PDF Reader

Related products: FME Form

Complimenting the PDF writer (which is being unified from having separate 2D/3D variants), this one would read vector/raster features out of geospatial PDFs
Would also use to compare non-geospatial vector PDFS. Also would like to use one of the read PDF files as a template over which additional content might be added.

This would make some of my projects a lot easier. For a certain client I have to design a map in vector and then deliver individual layers as PNG files (sometimes in excess of 20000 pixels per side). My current workflow is to write out individual PDF's from Illustrator and rasterize them in Photoshop. This often takes a lot of time and requires some manual actions by me (open file, set size, save file). If I could just run it through FME that would at the very least save me the manual work.


Would be very useful. We get lots of site plans and data in PDF's, FME could save lots of time in digisiting sites.


This would be very useful at the moment. We have upcoming requests to read PDF so would be interested in having a reader to analyse geospatial PDF


I can confirm that we've been laying the groundwork for this. Won't be in 2016.1, but I'd be surprised if we didn't a form of PDF reading by end of calendar 2016. @ciarab can I ask you to send a couple sample PDFs into support@safe.com so we can be sure your scenario is targetted?


I never realized I have to do this but true enough I have are projects that would require this. Thanks for the update @daleatsafe. If you need some more PDFs to try let me know.

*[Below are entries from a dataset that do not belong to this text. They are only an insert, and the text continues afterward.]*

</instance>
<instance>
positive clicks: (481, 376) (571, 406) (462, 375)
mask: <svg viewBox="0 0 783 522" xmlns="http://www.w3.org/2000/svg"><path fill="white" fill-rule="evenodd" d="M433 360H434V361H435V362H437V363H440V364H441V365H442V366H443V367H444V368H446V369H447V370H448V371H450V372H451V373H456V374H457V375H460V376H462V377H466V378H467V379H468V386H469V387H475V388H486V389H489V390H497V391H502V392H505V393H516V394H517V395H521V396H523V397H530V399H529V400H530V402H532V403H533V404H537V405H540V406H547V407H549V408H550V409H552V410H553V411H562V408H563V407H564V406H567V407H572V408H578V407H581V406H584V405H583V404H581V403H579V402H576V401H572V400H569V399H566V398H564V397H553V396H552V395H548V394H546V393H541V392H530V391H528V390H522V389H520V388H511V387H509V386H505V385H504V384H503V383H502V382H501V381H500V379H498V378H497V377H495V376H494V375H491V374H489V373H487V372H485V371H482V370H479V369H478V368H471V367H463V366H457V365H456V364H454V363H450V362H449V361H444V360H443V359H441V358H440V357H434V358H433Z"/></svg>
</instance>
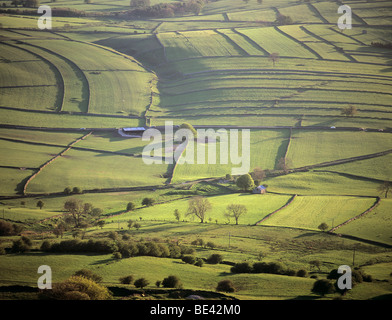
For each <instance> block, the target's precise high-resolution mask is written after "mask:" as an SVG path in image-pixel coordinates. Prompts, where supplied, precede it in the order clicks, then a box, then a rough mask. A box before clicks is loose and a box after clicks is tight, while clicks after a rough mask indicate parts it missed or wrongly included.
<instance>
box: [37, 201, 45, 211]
mask: <svg viewBox="0 0 392 320" xmlns="http://www.w3.org/2000/svg"><path fill="white" fill-rule="evenodd" d="M44 205H45V203H44V202H43V201H42V200H38V201H37V207H38V208H40V210H41V209H42V208H43V207H44Z"/></svg>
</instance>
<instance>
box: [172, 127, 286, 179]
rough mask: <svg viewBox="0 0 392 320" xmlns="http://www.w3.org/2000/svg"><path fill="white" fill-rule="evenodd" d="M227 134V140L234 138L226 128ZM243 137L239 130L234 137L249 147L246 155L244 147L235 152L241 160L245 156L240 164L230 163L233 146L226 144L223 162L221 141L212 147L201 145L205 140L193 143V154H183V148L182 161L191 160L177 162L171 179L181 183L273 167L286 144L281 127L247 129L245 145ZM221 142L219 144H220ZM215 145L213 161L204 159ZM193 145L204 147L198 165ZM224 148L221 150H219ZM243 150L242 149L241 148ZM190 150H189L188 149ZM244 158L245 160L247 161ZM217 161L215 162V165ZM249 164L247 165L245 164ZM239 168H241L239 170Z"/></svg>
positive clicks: (204, 144) (196, 150) (206, 159)
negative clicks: (201, 178)
mask: <svg viewBox="0 0 392 320" xmlns="http://www.w3.org/2000/svg"><path fill="white" fill-rule="evenodd" d="M228 137H229V139H230V141H231V140H232V139H235V136H234V135H232V134H231V132H229V131H228ZM243 138H244V137H243V136H242V135H241V132H240V133H239V136H238V138H237V139H238V140H237V141H241V143H240V148H243V147H241V146H249V155H247V154H245V152H247V151H246V149H240V150H241V151H239V152H238V156H239V157H244V158H243V159H244V160H245V159H248V158H249V162H246V161H242V163H240V164H235V163H234V160H235V159H234V157H233V155H232V153H234V152H235V150H234V149H230V145H228V149H227V152H228V155H227V164H224V159H225V158H221V156H220V150H221V148H222V146H224V145H223V144H222V142H220V143H217V144H216V146H215V145H214V144H211V143H210V144H205V143H197V144H196V143H195V150H194V155H193V156H192V155H191V153H189V155H187V153H186V152H187V151H185V153H184V155H183V159H184V161H185V160H187V161H189V160H190V161H192V160H193V162H194V164H191V163H183V164H178V165H177V167H176V170H175V173H174V178H173V182H183V181H189V180H194V179H201V178H207V177H224V176H225V175H226V174H227V173H230V174H231V173H232V172H233V170H236V171H238V170H242V172H244V170H245V172H248V171H252V170H253V169H254V168H255V167H260V168H262V169H264V170H265V169H275V166H276V163H277V161H278V159H279V158H281V157H283V156H284V153H285V151H286V149H285V148H286V147H287V141H288V131H284V130H271V131H269V130H265V131H258V130H252V131H250V141H249V142H246V141H245V143H246V144H245V145H244V144H243V143H244V140H243ZM221 144H222V146H221ZM210 147H212V148H214V147H216V158H215V161H216V162H215V163H216V164H214V163H212V162H210V161H209V160H208V158H207V157H208V154H209V153H208V152H209V151H208V150H209V148H210ZM197 148H202V149H203V148H204V150H206V151H205V152H206V156H205V157H204V163H205V164H201V161H200V160H199V159H198V158H197ZM223 150H224V149H223ZM242 150H243V151H242ZM190 152H191V149H190ZM247 161H248V160H247ZM217 164H218V165H217ZM247 165H249V168H246V166H247ZM241 168H242V169H241Z"/></svg>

There is a new open source implementation towards GDAL that reads PDF - more information here http://blog.klokantech.com/2016/08/pdfium-geopdf-driver-in-gdal-21.html?utm_source=feedburner&utm_medium=feed&utm_campaign=Feed%3A+klokan-blog-osgeo+%28Blog%3A+Klokan+Petr+P%C5%99idal%29 @fme_lizard @daleatsafe


When are we expecting this (pdf reader), if at all

Thanks


We have been using A-PDF Data extractor to extract data from pdfs. We use a system caller to connect to the app. We hope to see a similiar feature directly in FME without the need of a 3rd party app.


At this moment I have no need for a PDF reader.

But I will vote for it as it might speed up the improvements for the PDF writer that I do need:

https://knowledge.safe.com/idea/38680/better-pdf-writer-support.html


Any notable progress on the PDF reader?


I tried to read text from a pdf file using a PythonCaller and the pdfminer plugin, and it went pretty well. For a start? Like this:

import fme
import fmeobjects
import sys
import chardet
from pdfminer.pdfinterp import PDFResourceManager, PDFPageInterpreter
from pdfminer.pdfpage import PDFPage
from pdfminer.converter import XMLConverter, HTMLConverter, TextConverter
from pdfminer.layout import LAParams
from cStringIO import StringIO

# Template Function interface:
# When using this function, make sure its name is set as the value of
# the 'Class or Function to Process Features' transformer parameter
def processFeature(feature):

data = FME_MacroValues['SourcePdfFile']

fp = file(data, 'rb')
rsrcmgr = PDFResourceManager()
retstr = StringIO()
codec = 'utf-8'
laparams = LAParams()
device = TextConverter(rsrcmgr, retstr, codec=codec, laparams=laparams)
# Create a PDF interpreter object.
interpreter = PDFPageInterpreter(rsrcmgr, device)
# Process each page contained in the document.

for page in PDFPage.get_pages(fp):
interpreter.process_page(page)
data = retstr.getvalue()

e = chardet.detect(data)
u = None
try:
if e['confidence'] > 0.3:
u = unicode(data, e['encoding'])
except:
pass

if u:
feature.setAttribute('pdfcontent', u)
else:
feature.setAttribute('pdfcontent', data)
pass

There is also a custom reader at the hub:

PDF2TextReader

'


is there a PDF to Excel reader in FME?


Please build something for PDF converter!


I use poppler to read PDF as Raster. Basically it just converts pdf files to jpgs and then u read the jpg.


https://poppler.freedesktop.org/



We might have had something to do with that long ago....

 

 


I'm late to the party, but I vote for this. My primary use would be change detection between two GeoPDF's.


Hi all -- what better way to start the year than to try out the new PDF reader in FME 2018 betas. Builds 18236 and later have it. Get it from http://www.safe.com/download and let us know what you think. @ciarab @marko @redgeographics @geospatiallover @gschleusner @sigtill @cartoscro @dannymatranga @zubairsm FYI


 

@croningarrett our long awaited PDF reader 😉
Me also, but on MS windows the latest binary I could find was for v0.51, quite a way behind the latest. Not that it seems to matter for simple image extraction.